Let us Therefore…

Let us therefore, be attentive ourselves, brothers. Are we as attentive when we work hard and lose ourselves in our labor by our negligence, unaware that our enemy is in us, flattering and gnawing away at us every day, not allowing our eyes to contemplate anything of light and divinity?

Examine yourself,wretched one, who has been baptized into Christ and His death. What sort of death is it that He died? If you follow His footsteps, show me your way of life. His sinless and presents Himself to you in everything. He has walked in poverty. He did not make a place to rest His head. You, however, do not joyfully endure being a stranger. He endured insults but you cannot bear any injury. He has not returned evil for evil, you cannot resist returning evil. He was not angry when He suffered. You, on the other hand, are irritated when you do suffer. He was not distressed when someone insulted Him, but you become agitated, even when someone is not insulting you. He humbled Himself, comforting those who sinned against Him. You injure with words even those who love you. He joyfully tolerated afflictions but you are disturbed by the least new unpleasantness. He, He was with those who had fallen but you, you are arrogant to those who expiate you. He was handed over for those who had sinned against Him, in order to ransom them. You are incapable of giving anything, even for those who love you.

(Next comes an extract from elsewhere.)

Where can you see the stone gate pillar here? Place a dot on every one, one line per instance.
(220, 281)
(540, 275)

See what He has given you. What do you give Him in return? Know Him through His works and you through yours. If you have died with Him, who commits these sins?
Abba Isaiah of Scetis, Ascetical Discourses


A Classic

“Enter into the Church to wash away your sins. From here there is a hospital and not a court of law. Do not be ashamed again to enter the Church; be ashamed when you sin, but not when you repent.”
St. John Chrysostom

Sometimes we do not see…

Sometimes we do not see any outlet, any escape from our sins, and they torment us: on account of them, the heart is oppressed with sorrow and weary. But Jesus looks upon us, and streams of tears flow from our eyes, and with the tears all the tissue of evil in our soul vanishes. We weep with joy that such mercy has suddenly and unexpectedly been sent to us.
St. John of Kronstadt

Intent; Never give up!

“In the spiritual life we can do nothing worthy without repentance, but the Lord has much mercy on us because of our intentions. He who compels himself and holds on to repentance until the end, even if he sins is saved because he compelled himself, for the Lord promised this in the Gospel.” St. Mark the Ascetic

“Christians, have we understood the great responsibility that we have taken on before God through baptism? Have we come to know that we must conduct ourselves as children of God, that we must align our will with the will of God, that we must remain free from sin, that we must love God with all our hearts and always patiently await union with Him? Have we thought about the fact that our heart should be so filled with love that it should overflow to our neighbor? Do we have the feeling that we must become holy and perfect, children of God and heirs of the Kingdom of Heaven? We must struggle for this, so that we may not be shown unworthy and rejected. Let none of us lose our boldness, nor neglect our duties, nor be afraid of the difficulties of spiritual struggle. For we have God as a helper, who strengthens us in the difficult path of virtue.” St. Nektarios of Aegina

“…but he that endureth to the end shall be saved.” Mt. 10:22

My friends, God knows our hearts. He knows when we truly, deep down mean to do well but cannot. I tell people all the time: ” If you can, then you are commanded to do so. If you cannot then God -who is no ‘black and white’ genie- knows your heart, your intent, and is merciful. But if you certainly can, but will not, then the judgement is on you.

Addicts struggle with addiction their whole lives, and most of us who are addicted to sin struggle with the same sins forever. We cannot let the tenacity of the sin get us down. The fact that we are struglling is a good thing. We learn greatly by failure, the ups and downs, and it makes us stronger if we let it. God is there in those times, giving us the grace to become stronger through our weaknesses. And so we should never look at our failures as the end, as though we were completely doomed because of them. They are our cross, and they are what make us Christians.